On August 8, 2019, the Canada Revenue Agency (the “CRA”) released an Income Tax Ruling, 2018-0776661I7, clarifying its view on the taxation of cryptocurrency miners.

The ruling responded to a taxpayer inquiry, asking whether a bitcoin miner should include the value of mined bitcoin in income at the time it is received.

Bitcoin miners have an essential role in both the creation and the maintenance of the block-chain technology, which is the foundation of bitcoin itself. When miners, using their computers, solve computation-intensive math problems on the bitcoin network, they produce or create new bitcoin. In addition, in solving the math problems, bitcoin miners verify the network’s transaction information, securing the bitcoin payment network.

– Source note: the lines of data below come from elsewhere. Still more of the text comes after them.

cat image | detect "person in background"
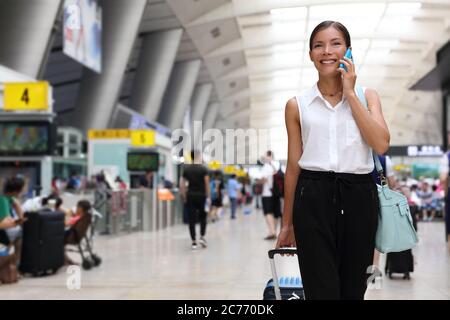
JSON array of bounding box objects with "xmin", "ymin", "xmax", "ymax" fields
[
  {"xmin": 209, "ymin": 171, "xmax": 223, "ymax": 223},
  {"xmin": 226, "ymin": 174, "xmax": 240, "ymax": 220},
  {"xmin": 417, "ymin": 182, "xmax": 434, "ymax": 222},
  {"xmin": 115, "ymin": 176, "xmax": 127, "ymax": 191},
  {"xmin": 253, "ymin": 178, "xmax": 263, "ymax": 209},
  {"xmin": 66, "ymin": 172, "xmax": 81, "ymax": 191},
  {"xmin": 440, "ymin": 150, "xmax": 450, "ymax": 249},
  {"xmin": 51, "ymin": 177, "xmax": 63, "ymax": 196},
  {"xmin": 139, "ymin": 171, "xmax": 154, "ymax": 189},
  {"xmin": 64, "ymin": 200, "xmax": 92, "ymax": 265},
  {"xmin": 431, "ymin": 185, "xmax": 443, "ymax": 218},
  {"xmin": 179, "ymin": 150, "xmax": 210, "ymax": 250},
  {"xmin": 261, "ymin": 151, "xmax": 280, "ymax": 241},
  {"xmin": 439, "ymin": 150, "xmax": 450, "ymax": 251},
  {"xmin": 242, "ymin": 175, "xmax": 252, "ymax": 215},
  {"xmin": 0, "ymin": 177, "xmax": 26, "ymax": 265}
]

One might say that miners create bitcoin, in which case mining bitcoin would not be a taxable event. Some in the cryptocurrency sector have analogized bitcoin mining with mining for gold. However, in the ruling the CRA takes the position that miners earn bitcoin, or receive bitcoin as consideration for their work in validating transactions on the block-chain, with the result that miners must include any bitcoin they mine in their income at the time it is received. In other words, the CRA ignores the “creation” element of mining.

The CRA further advises that the value of the bitcoin for tax purposes is determined by the barter rules, which in this case would require that a miner bring into income the value of the mining services rendered or the value of the bitcoin received. Since in most cases the value of the bitcoin will be more readily valued, this is the amount to be brought into income.

While many will find the CRA’s position to be obvious given the miners play a key role in servicing the blockchain, those who have relied on the gold mining analogy should note the tax consequences of the CRA position. Another interesting issue is the extent to which “miners” of other cryptocurrencies that may use other methods of creation, can rely on this ruling. In either case, the additional clarity providing by the ruling is useful to everyone working in the cryptocurrency space.